The men were spotted working on a barn conversion in Mellor Brow in Mellor during a series of on-the-spot inspections carried out by the Health and Safety Executive (HSE) earlier this year targeting refurbishment and roof work.
The inspector immediately served a prohibition notice ordering the men to come down from the scaffolding.
Their employer, Bailey Developments (NW) Ltd, was prosecuted on November 14 2012 for failing to take sufficient measures to prevent workers being injured in a fall.
Accrington Magistrates’ Court was told the company had been served with a prohibition notice in 2009 for previous unsafe work a construction site in Preston.
During the site visit to the farm in Mellor, workers were seen on scaffolding platforms more than five metres above the ground, but there were numerous missing guard rails, deck boards and toe boards to prevent them falling. The scaffolding was also potentially unstable and there were unsafe ladders leaning against it.
Bailey Developments (NW) Ltd, of Deanfield Drive, Clitheroe, was fined £5,000 after admitting breaching the work at height regulations 2005.
The company was also ordered to pay £2,000 in prosecution costs.
Speaking after the hearing, HSE inspector Anthony Polec said: “Bailey Developments risked the lives of its employees by failing to ensure the scaffolding they were working on was safe.

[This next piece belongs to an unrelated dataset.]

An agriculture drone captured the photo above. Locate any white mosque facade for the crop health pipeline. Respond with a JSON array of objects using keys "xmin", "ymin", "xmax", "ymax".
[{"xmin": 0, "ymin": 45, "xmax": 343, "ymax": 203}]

It was only luck that no one was injured in a fall.
"Work at height is one of the biggest causes of workplace deaths in the UK, with dozens of fatal injuries every year. It’s therefore vital that construction companies do all they can to protect their workers."
John Bailey, managing director of Bailey Developments (NW) Ltd, said: “We’ve always taken health and safety very seriously. All our employees and contractors undergo rigorous training meaning everyone understands the importance of, and how to maintain, site safety.
“On this occasion a couple of individuals didn’t maintain our high standards and we failed a HSE inspection in relation to checking a specific piece of scaffolding. As a result of this incident, we have disciplined some members of our team and they have all undergone further health and safety training.
“We respect the work HSE do in maintaining safety standards and have fully co-operated with this matter.”
John Chesworth, managing partner of Preston law firm, Harrison Drury, which represented Bailey Developments (NW) Ltd, said: “The Magistrates accepted that Bailey Development took its health and safety obligations seriously and it had taken the required steps after the incident to tighten up procedures. As a result, the fine was in the bottom bracket.”